Wat is de thermische uitzettingscoëfficiënt?

De thermische uitzettingscoëfficiënt (CTE) heeft betrekking op de snelheid waarmee een materiaal uitzet bij toename van de temperatuur. Meer specifiek wordt deze coëfficiënt bepaald bij constante druk en zonder faseverandering, d.w.z. dat het materiaal naar verwachting nog steeds in zijn vaste of vloeibare vorm is.

Verschillende materialen hebben verschillende CTE’s, waardoor ze geschikt zijn voor het specifieke gebruik waarvoor ze zijn geselecteerd. Keramiek heeft zeer lage CTE’s, terwijl polymeren hoge CTE’s hebben. Invar, een populaire legering van ijzer en nikkel, staat bekend om zijn zeer lage CTE, waardoor het stabiel is over een groot temperatuurbereik. Door deze eigenschap is het nuttig geworden bij de ontwikkeling van ijkinstrumenten. Kwik daarentegen staat bekend om zijn hoge CTE, waardoor het over een groot temperatuurbereik gevoelig is, zoals gebruikt in kwikthermometers.

In dit artikel leert u over:

  • Wat een thermische uitzettingscoëfficiënt is
  • Hoe de thermische uitzettingscoëfficiënt wordt gemeten
  • Toepassingen en materialen die gebruik maken van de thermische uitzettingscoëfficiënt
  • Toekomstige materialen/toepassingen

Wat is de thermische uitzettingscoëfficiënt?

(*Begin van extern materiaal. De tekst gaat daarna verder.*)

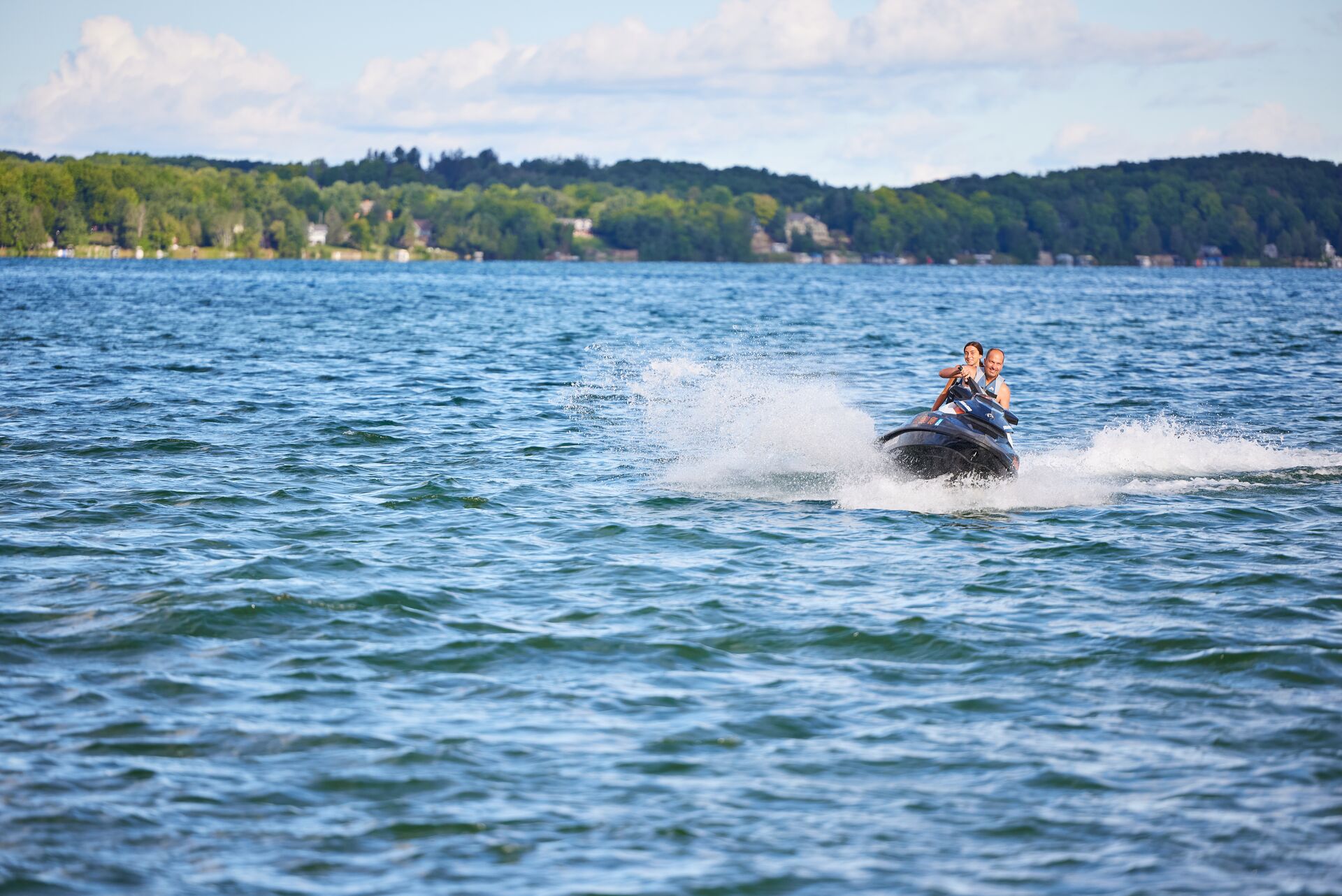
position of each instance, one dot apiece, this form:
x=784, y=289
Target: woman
x=969, y=370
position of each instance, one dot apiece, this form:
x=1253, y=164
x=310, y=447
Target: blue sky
x=853, y=92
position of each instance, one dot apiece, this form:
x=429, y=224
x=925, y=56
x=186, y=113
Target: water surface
x=524, y=579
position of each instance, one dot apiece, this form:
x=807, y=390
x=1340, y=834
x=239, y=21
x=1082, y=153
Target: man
x=995, y=385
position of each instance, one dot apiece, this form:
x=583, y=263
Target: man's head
x=993, y=363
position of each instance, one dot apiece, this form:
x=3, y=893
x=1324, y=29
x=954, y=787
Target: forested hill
x=1251, y=207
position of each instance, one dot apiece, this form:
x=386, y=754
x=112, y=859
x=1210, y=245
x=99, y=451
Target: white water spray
x=744, y=431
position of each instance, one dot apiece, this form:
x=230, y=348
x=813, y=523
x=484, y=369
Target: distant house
x=803, y=223
x=423, y=230
x=582, y=226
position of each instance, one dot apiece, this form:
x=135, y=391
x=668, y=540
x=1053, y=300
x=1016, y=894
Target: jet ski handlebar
x=979, y=392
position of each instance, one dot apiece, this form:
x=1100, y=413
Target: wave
x=744, y=430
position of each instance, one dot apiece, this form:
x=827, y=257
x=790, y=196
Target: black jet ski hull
x=937, y=445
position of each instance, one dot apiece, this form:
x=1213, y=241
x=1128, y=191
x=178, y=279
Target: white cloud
x=1269, y=128
x=167, y=83
x=889, y=96
x=748, y=41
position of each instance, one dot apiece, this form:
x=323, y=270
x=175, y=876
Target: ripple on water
x=588, y=580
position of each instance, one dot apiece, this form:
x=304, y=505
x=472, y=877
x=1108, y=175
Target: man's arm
x=941, y=398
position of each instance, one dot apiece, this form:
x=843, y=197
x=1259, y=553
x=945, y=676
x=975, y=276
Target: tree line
x=1250, y=205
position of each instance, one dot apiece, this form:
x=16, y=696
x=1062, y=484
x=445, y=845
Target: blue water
x=522, y=579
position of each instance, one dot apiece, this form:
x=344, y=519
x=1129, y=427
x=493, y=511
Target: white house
x=582, y=226
x=800, y=222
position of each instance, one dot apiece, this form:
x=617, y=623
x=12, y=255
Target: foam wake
x=746, y=431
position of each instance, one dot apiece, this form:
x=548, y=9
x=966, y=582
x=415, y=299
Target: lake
x=579, y=579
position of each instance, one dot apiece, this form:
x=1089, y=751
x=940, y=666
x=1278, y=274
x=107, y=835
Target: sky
x=850, y=92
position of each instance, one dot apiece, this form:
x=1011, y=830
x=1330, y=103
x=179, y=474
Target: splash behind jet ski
x=969, y=436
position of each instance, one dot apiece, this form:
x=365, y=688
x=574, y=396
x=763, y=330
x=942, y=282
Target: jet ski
x=968, y=436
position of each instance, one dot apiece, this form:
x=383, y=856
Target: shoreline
x=388, y=255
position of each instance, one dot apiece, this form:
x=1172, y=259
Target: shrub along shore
x=1241, y=208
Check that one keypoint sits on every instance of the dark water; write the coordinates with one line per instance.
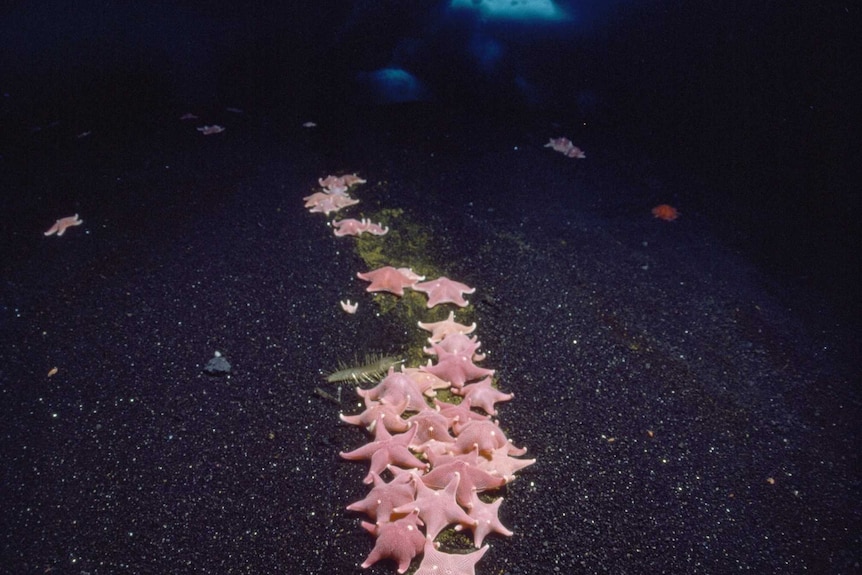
(690, 389)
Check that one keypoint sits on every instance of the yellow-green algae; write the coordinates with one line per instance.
(407, 244)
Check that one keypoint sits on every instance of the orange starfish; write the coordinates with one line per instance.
(665, 212)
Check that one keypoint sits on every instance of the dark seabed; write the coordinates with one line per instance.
(690, 392)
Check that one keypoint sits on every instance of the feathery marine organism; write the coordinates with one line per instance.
(370, 370)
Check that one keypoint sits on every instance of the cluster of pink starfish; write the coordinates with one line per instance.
(334, 194)
(440, 290)
(565, 147)
(429, 462)
(354, 227)
(463, 453)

De thermische uitzettingscoëfficiënt is de snelheid waarmee de grootte van een materiaal verandert als de temperatuur verandert. De grootte kan worden bepaald door veranderingen in lengte, oppervlakte of volume, en zo zijn er coëfficiënten af te leiden voor lineaire, oppervlakte- en volume-expansie.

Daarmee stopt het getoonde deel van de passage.